Final answer:
Using the Central Limit Theorem, the standard error for the average service time is calculated, and a z-score is determined to find out the probability that the service time will be less than or equal to 1.1 hours. With a probability of approximately 79.7%, the average planned time might be enough, but there's still a 20.3% chance it could take longer.
Step-by-step explanation:
To determine if 1.1 hours per technician is enough to service a unit, we need to consider the average time that a technician spends servicing a unit and the standard deviation of the time spent. The situation describes a sample with an average service time of 1 hour and a standard deviation of 1 hour. As 70 units constitute a simple random sample, we can apply the Central Limit Theorem to approximate the sampling distribution of the sample mean.
If we assume a normal distribution of servicing times, we can calculate the probability that the actual average service time will be less than or equal to 1.1 hours using the concept of standard error (SE) of the mean. The standard error is calculated using the formula SE = σ/sqrt(n), where σ is the population standard deviation and n is the sample size. In this case, SE = 1 / sqrt(70). When we calculate this, we get an SE of approximately 0.12 hours.
Next, we find the z-score for 1.1 hours. Z = (X - μ) / SE, where X is the value we're checking (1.1 hours), μ is the mean (1 hour), and SE is the standard error. The z-score tells us how many standard errors 1.1 hours is away from the mean. Here, Z = (1.1 - 1) / 0.12 = 0.83. We can then look up this z-score in a standard normal distribution table or use a statistical software to find that the probability of the sample mean being less than or equal to 1.1 hours is about 79.7%.

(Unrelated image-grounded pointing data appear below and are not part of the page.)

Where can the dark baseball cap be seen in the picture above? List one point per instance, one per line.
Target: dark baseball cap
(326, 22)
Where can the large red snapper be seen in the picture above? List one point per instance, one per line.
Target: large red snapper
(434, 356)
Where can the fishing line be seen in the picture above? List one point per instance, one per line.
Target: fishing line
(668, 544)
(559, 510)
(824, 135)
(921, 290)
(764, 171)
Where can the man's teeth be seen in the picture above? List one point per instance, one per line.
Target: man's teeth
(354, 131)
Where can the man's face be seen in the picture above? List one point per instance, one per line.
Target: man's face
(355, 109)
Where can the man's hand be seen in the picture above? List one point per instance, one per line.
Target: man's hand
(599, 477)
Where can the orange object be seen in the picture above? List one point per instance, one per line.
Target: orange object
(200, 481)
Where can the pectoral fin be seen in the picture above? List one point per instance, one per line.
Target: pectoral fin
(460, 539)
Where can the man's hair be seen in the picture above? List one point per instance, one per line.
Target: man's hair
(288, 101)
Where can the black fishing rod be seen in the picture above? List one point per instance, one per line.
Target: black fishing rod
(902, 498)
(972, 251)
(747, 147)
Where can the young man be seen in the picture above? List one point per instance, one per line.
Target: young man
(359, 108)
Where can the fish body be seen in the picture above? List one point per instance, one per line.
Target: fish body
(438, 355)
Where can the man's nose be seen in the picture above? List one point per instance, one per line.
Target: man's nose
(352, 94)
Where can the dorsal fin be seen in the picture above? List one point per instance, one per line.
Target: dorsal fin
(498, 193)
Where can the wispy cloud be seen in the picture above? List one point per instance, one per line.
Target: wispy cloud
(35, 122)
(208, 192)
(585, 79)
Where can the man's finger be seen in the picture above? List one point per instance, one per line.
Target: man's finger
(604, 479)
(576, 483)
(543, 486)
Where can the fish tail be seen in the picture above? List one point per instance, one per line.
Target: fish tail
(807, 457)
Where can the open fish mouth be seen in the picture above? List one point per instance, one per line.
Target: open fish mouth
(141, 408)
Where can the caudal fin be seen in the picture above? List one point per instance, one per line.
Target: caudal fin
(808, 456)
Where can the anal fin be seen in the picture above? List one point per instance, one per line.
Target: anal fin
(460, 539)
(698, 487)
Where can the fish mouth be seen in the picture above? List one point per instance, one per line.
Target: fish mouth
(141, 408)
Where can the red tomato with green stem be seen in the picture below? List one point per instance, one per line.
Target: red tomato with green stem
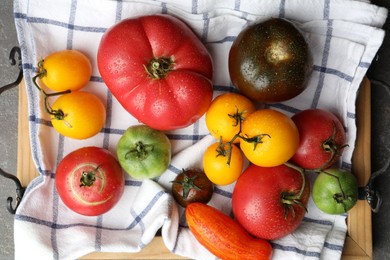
(270, 202)
(322, 139)
(158, 70)
(90, 181)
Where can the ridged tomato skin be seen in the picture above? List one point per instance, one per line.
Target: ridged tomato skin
(158, 70)
(222, 236)
(316, 127)
(257, 200)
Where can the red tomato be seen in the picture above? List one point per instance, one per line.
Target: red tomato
(90, 181)
(158, 70)
(322, 139)
(266, 200)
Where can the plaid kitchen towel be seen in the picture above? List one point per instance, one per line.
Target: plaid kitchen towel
(344, 36)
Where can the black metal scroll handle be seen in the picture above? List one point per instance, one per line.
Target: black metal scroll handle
(368, 192)
(19, 188)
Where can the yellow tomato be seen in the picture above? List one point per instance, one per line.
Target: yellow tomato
(63, 70)
(217, 167)
(224, 115)
(277, 135)
(79, 115)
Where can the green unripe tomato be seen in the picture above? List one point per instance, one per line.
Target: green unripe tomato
(335, 191)
(143, 152)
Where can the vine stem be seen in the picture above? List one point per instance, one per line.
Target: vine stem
(58, 114)
(238, 117)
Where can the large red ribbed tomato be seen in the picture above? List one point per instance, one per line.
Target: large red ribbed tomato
(90, 181)
(158, 70)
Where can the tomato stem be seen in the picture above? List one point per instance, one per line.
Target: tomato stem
(238, 119)
(158, 68)
(57, 114)
(289, 199)
(187, 184)
(330, 146)
(88, 178)
(342, 196)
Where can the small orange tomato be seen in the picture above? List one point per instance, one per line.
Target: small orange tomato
(277, 138)
(78, 115)
(216, 163)
(65, 70)
(225, 113)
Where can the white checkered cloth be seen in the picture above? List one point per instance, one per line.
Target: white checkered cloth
(344, 36)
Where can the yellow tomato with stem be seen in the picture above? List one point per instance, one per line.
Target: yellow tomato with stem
(269, 138)
(226, 113)
(223, 163)
(65, 70)
(78, 115)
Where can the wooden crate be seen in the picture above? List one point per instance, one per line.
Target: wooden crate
(358, 244)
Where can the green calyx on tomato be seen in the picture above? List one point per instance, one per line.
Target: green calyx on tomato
(58, 114)
(188, 184)
(140, 151)
(158, 68)
(288, 199)
(330, 146)
(88, 177)
(144, 152)
(225, 148)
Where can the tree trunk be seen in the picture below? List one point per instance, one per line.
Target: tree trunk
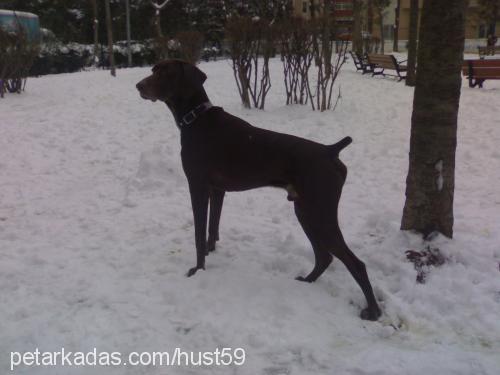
(129, 49)
(431, 177)
(109, 28)
(95, 26)
(412, 44)
(395, 47)
(381, 27)
(357, 38)
(369, 25)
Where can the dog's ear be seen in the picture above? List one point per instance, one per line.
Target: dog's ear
(195, 75)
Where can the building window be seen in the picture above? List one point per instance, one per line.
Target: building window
(343, 6)
(482, 31)
(389, 31)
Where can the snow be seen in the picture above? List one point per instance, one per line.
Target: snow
(96, 235)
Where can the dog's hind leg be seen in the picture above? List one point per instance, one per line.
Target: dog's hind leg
(216, 201)
(321, 254)
(358, 270)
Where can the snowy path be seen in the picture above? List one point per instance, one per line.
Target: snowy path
(96, 235)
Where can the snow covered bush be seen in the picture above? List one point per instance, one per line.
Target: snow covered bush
(17, 55)
(190, 45)
(251, 44)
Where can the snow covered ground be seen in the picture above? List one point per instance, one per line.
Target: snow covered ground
(96, 235)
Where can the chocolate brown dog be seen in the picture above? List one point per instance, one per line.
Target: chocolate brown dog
(221, 152)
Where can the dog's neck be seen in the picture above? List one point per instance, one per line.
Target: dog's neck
(180, 106)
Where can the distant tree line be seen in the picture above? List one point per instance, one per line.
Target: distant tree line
(72, 20)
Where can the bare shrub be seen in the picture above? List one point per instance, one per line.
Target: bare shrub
(17, 56)
(251, 44)
(190, 45)
(329, 57)
(296, 55)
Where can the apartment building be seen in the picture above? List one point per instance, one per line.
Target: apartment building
(342, 11)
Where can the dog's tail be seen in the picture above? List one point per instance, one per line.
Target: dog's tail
(335, 149)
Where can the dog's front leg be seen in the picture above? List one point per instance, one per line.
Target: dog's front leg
(199, 201)
(216, 201)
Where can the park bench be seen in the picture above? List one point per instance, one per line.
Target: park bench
(477, 71)
(361, 62)
(379, 63)
(485, 51)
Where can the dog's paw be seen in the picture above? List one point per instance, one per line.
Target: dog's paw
(210, 245)
(193, 270)
(304, 279)
(370, 314)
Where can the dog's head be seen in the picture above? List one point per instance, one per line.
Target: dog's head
(171, 79)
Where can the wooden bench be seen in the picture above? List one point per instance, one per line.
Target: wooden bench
(379, 63)
(477, 71)
(485, 51)
(361, 62)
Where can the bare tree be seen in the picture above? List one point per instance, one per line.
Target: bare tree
(431, 176)
(109, 28)
(95, 27)
(395, 46)
(251, 46)
(357, 37)
(328, 60)
(412, 44)
(296, 55)
(158, 7)
(489, 11)
(380, 6)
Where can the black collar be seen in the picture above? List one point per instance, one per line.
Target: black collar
(191, 116)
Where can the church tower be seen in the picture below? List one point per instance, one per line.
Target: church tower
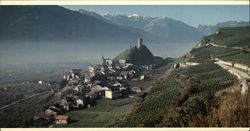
(139, 43)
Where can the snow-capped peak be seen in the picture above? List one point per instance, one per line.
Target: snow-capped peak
(134, 15)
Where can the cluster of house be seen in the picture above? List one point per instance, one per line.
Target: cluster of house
(107, 80)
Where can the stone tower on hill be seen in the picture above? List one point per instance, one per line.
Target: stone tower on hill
(139, 43)
(138, 54)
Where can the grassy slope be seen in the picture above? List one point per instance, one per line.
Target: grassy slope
(232, 37)
(191, 101)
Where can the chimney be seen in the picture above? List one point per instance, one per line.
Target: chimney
(139, 43)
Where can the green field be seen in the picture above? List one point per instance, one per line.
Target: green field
(231, 37)
(169, 93)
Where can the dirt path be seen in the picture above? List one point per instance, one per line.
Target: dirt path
(22, 100)
(240, 74)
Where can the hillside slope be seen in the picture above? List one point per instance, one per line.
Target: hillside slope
(209, 29)
(197, 92)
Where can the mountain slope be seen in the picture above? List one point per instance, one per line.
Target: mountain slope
(197, 92)
(209, 29)
(168, 28)
(55, 23)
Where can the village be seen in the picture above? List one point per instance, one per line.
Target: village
(82, 88)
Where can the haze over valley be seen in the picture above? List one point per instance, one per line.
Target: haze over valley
(111, 66)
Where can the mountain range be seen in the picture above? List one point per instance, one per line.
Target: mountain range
(165, 27)
(55, 23)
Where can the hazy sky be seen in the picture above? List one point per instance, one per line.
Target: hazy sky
(190, 14)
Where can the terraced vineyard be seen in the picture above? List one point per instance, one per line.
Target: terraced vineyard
(187, 97)
(231, 37)
(187, 100)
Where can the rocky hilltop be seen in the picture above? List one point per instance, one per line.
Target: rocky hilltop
(138, 54)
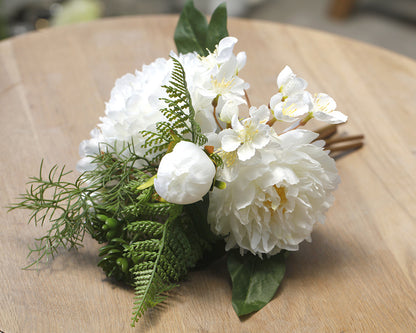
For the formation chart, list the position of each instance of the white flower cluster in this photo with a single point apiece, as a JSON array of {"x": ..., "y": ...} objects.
[
  {"x": 135, "y": 102},
  {"x": 277, "y": 185}
]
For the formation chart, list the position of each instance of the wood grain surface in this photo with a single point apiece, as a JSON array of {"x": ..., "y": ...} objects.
[{"x": 357, "y": 275}]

Will 1.1 hours per technician be enough?
Given that there's roughly 79.7% chance that the average service time for a unit will be less than or equal to 1.1 hours, it suggests that the planned average time would usually be sufficient. However, there is still a 20.3% chance that it will exceed 1.1 hours per unit on average. Depending on the level of risk the company is willing to accept, 1.1 hours may be seen as just adequate, or the company may choose to allow a bit more time to reduce the risk of overruns.